Portes et fenêtres en PVC: ouverture d’un salon international à Alger

Portes et fenêtres en PVC

Le premier salon international de la porte, fenêtre et façade a ouvert ses portes ce mercredi 24 octobre 2018 au Centre International des Conférences (CCI) d’Alger. Il durera jusqu’au samedi 27 octobre.

Trente cinq exposants parmi lesquels neuf industriels étrangers. De grosses pointures de la fenêtrerie industrielle parmi lesquelles on peut citer l’entreprise Takacer, le groupe des sociétés Hasnaoui, le groupe Chiali, Nice (Italie), et Ozegenc (Turquie).

Pratiquement inexistante avant l’ouverture économique des années 90, l’industrie des fenêtres et portes en PVC et Aluminium a connu un véritable boum à l’aune des grands programmes publics de logements (AADL, LPP, OPGI et promoteurs immobiliers privés) et de la tendance des auto constructeurs à améliorer la qualité du bâti, faire des économies d’énergies et augmenter le confort acoustique et thermique de leurs logements. Le PVC a beaucoup contribué  à l’essor de cette industrie en offrant un rapport qualité-prix supérieur aux autres matières (bois, aluminium). L’engouement pour les menuiseries du bâtiment à base de PVC était tel qu’il a vite suscité l’engouement des investisseurs dans le nombre avoisine aujourd’hui la cinquantaine auxquels il faut ajouter les opérateurs étrangers qui ont lancé seuls ou en partenariat dans la production de portes et fenêtres en PVC et, dans une moindre mesure, en profilés d’aluminium.

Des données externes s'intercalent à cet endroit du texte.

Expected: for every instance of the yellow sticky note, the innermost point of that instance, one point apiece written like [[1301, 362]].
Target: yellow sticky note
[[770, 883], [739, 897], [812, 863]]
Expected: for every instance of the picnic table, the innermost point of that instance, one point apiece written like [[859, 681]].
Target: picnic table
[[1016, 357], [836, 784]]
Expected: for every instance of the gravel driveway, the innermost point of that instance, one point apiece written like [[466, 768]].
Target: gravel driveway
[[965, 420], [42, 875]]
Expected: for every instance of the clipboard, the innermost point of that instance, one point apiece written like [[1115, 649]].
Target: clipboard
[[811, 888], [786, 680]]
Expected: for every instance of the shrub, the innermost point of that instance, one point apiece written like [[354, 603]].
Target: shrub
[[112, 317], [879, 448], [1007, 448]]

L’Etat a de son coté beaucoup contribué au soutien de cette filière qui avait permis de réduire les délais de construction de logements, d’améliorer la qualité du bâti et de faire des économies d’énergie. Les portes et fenêtres en PVC permettent en effet d’économiser jusqu’à 35% et tout l’enjeu est de mettre fin à ces passoires énergétiques qui coûtent cher aux occupants de logements et à l’Etat qui subventionne les prix du gaz et de l’électricité. Pour ce faire le gouvernement a été jusqu’à suspendre les importations des produits de PVC finis (portes et fenêtres prêtes à l’emploi). Pour ce qui de l’aluminium une taxe additionnelle de 120% a également été instaurée dans ce même objectif de protéger de la production nationale. Une mesure qui risque malheureusement de rendre les produits d’aluminium haut de gamme trop coûteux et inadaptés au pouvoir d’achat des constructeurs algériens. Des entreprises de la filière aluminium auraient, nous informe t’on, déjà commencé à perdre des marchés.

MDI Alger

Avec une capacité de production annuelle d’environ 2 millions de portes et fenêtres en PVC, l’Algérie est mesure de satisfaire à la demande nationale telle qu’exprimée. L’autosuffisance étant aujourd’hui acquise, l’enjeu des prochaines années serait d’exporter une partie de cette production nous affirme l’organisateur du Salon International des fenêtres, façades et portes (SIFFP) Abdennour Noui Mehidi, qui déplore toutefois l’absence d’un organisme de certification de qualité. Sans ce document qui atteste de la qualité irréprochable des produits à exporter, écouler des portes et fenêtres en PVC made in Algérie sur les marché étrangers relève tout simplement de l’impossible, d’où la nécessité de créer cet organisme de normalisation au plus tôt.